Paracelso, condenou veementemente a medicina da época, questionando tudo, até os quatro elementos de Aristóteles. Na sua obra, Paracelso nomeou três princípios imateriais do corpo humano: combustibilidade ou o princípio do enxofre; liquidez e volatilidade ou o princípio do mercúrio; estabilidade e solidez, ou o princípio do sal. A patologia humoral, galénica foi desta forma rejeitada. Foi substituída por uma nova teoria da doença e farmacoterapia, desenvolvida pelos seguidores de Paracelso.
Esta nova teoria - a Iatroquímica, defendia que a doença era uma anomalia e não um desequilíbrio de humores. Esta anomalia era uma manifestação natural, logo química e deste modo teria que ser tratada quimicamente. O corpo humano foi considerado um laboratório e os seus processos químicos dependiam de uma força vital - o archaeus. A doença significava que o archaeus estava num estado mórbido e doentio que ocorria quando a química do corpo era perturbada; este estado podia ser regularizado com medicamentos químicos.

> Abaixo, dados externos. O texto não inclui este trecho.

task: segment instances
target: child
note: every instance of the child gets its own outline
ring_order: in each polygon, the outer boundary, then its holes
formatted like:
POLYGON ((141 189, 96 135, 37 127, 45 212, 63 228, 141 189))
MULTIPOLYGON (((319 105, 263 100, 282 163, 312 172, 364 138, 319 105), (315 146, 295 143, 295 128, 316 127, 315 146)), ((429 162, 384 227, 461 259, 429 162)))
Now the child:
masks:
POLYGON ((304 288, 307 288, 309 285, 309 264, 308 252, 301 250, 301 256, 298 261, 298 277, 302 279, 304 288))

Consequentemente, tinturas, extratos e essências tinham um papel muito importante na terapia medicamentosa de Paracelso. Essencial para a preparação dos medicamentos neste período, era a arte da alquimia. Paracelso desenvolveu técnicas de destilação, que eram apropriadas para as substâncias voláteis e, deste modo a utilização de diversos tipos de álcool, espíritos, essências, e óleos aumentaram consideravelmente. Ácidos minerais fortes também foram descobertos, entre os quais o ácido sulfúrico e o ácido nítrico. Finalmente, progressos na metalúrgica permitiram a existência de provisões de mercúrio, antimónio, chumbo, e também de arsénico, ferro, ouro, cobre, cobalto, bismuto e zinco. Destes foram produzidos novos compostos, tais como o sublimado corrosivo de mercúrico e o calomelano.
O farmacêutico do século XVII tornou-se assim um químico (e também um botânico) e a oficina farmacêutica transformou-se num laboratório químico, onde os processos de destilação, evaporação, incineração, sublimação e lixiviação eram postos em prática.
Após a descoberta dos novos mundos, seguiu-se a compilação e descrição das novas plantas medicinais, como o guaiaco, a ipecacuanha, o bálsamo de Tolu, o bálsamo do Peru, a salsaparrilha, a jalapa, o ruibarbo, o capivi, e o sassafrá. Mas a maior descoberta, foi a cinchona (quina), descoberta pelos Jesuítas no Peru, no século XVII. Foram eles, os responsáveis por reconhecer as suas propriedades na luta contra a malária. Também o chá, o café, o chocolate e o tabaco vulgarizaram-se nos hábitos europeus.